After the Winchester Crown Court jury returned their verdict, they heard that 56-year-old Gordon was already a convicted rapist.
He pleaded guilty in 1982 to raping a 14-year-old schoolgirl at her home in August of that year, just three years after he married his wife Michele, who is standing by him.
He was sentenced to four years in jail for that offence – but he had escaped justice in relation to the rape in the Basingstoke park for more than 30 years.
However, today he knows that he is facing a “significant custodial sentence” after he was brought to justice by detectives who carried out a so-called cold case investigation last year.
The trial heard that experts who pieced together a partial DNA profile from samples collected from the victim at the time, found only one match on the national DNA database – Gordon – who often walked in the park where the rape took place.
During the trial, which lasted six days, the jury heard the woman, then in her 30s, had been walking her two dogs through the park at around 4.30pm.

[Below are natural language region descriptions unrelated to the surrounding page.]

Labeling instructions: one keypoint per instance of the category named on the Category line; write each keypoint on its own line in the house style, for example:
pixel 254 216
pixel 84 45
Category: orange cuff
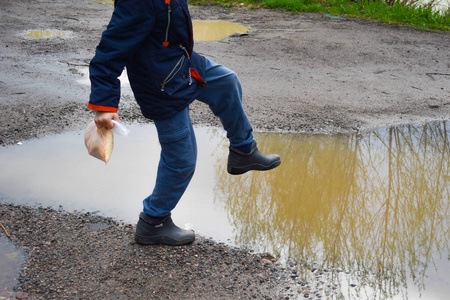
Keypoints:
pixel 102 108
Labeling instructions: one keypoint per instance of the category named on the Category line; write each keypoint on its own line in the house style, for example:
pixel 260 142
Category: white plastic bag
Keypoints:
pixel 100 141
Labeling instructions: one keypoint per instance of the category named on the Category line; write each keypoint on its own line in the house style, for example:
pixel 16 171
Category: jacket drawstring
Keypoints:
pixel 169 10
pixel 189 59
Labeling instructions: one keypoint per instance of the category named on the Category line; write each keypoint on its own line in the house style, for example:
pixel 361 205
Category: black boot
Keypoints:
pixel 153 230
pixel 240 162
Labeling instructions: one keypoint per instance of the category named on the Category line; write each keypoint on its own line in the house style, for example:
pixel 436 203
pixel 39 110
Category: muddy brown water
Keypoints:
pixel 370 211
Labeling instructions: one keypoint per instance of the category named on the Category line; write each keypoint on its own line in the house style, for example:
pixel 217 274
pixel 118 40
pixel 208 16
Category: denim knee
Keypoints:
pixel 178 149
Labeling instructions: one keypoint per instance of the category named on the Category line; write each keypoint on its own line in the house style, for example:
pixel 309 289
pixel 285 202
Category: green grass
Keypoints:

Gordon, of Gainsborough Road, Black Dam, Basingstoke, asked her for directions before kicking her legs from under her and forcing her to the ground, pulling her hair and banging her head on the ground.
Prosecuting, Stephen Parish said: “He was holding the point of the knife above her so that it was pointing at her chest, and kept telling her to stop screaming ‘otherwise I’ll bloody well have to kill you’.”
Mr Parish said Gordon pressed the knife to his victim’s chest so hard that she still bore a scar from the attack.
Defending Gordon, Nick Wayne said his client – who the jury have now learned also has a string of previous convictions including burglary, theft, harassment, assault and actual bodily harm – strongly denied raping the victim. He pleaded not guilty to the three charges he was facing.
Mr Wayne said “a shadow” was cast over the DNA evidence because of mislabelling on the samples and he argued that Gordon’s appearance at the time differed dramatically from that of the attacker.
However, the jurors found the DNA evidence against Gordon was compelling and they took around four hours over the course of two days to find him guilty of all counts.
Gordon showed no emotion when hearing the verdict, but members of his family shouted obscenities after the judge and jury left the court. Sentencing has been postponed for a medical report and presentence report to be prepared.
Mr Wayne said Gordon knew he was facing an “immediate and significant custodial sentence” and pleaded with judge Mr Justice Hamblen to grant his client bail ahead of sentencing as an “act of compassion”.
The request was refused and Gordon was remanded in custody.
Speaking outside court, Detective Chief Inspector Dick Pearson, of the Hampshire major investigation team, said he was pleased with the verdicts.
He said: “Hampshire Constabulary is continually reviewing serious crime investigations to see if opportunities exist to identify and prosecute offenders.
“We are pleased that this case has finally been brought before the courts and that the jury has returned guilty verdicts on all counts.
“Hopefully, this signals the start of a process where the victim can begin to come to terms with what happened to her all those years ago.”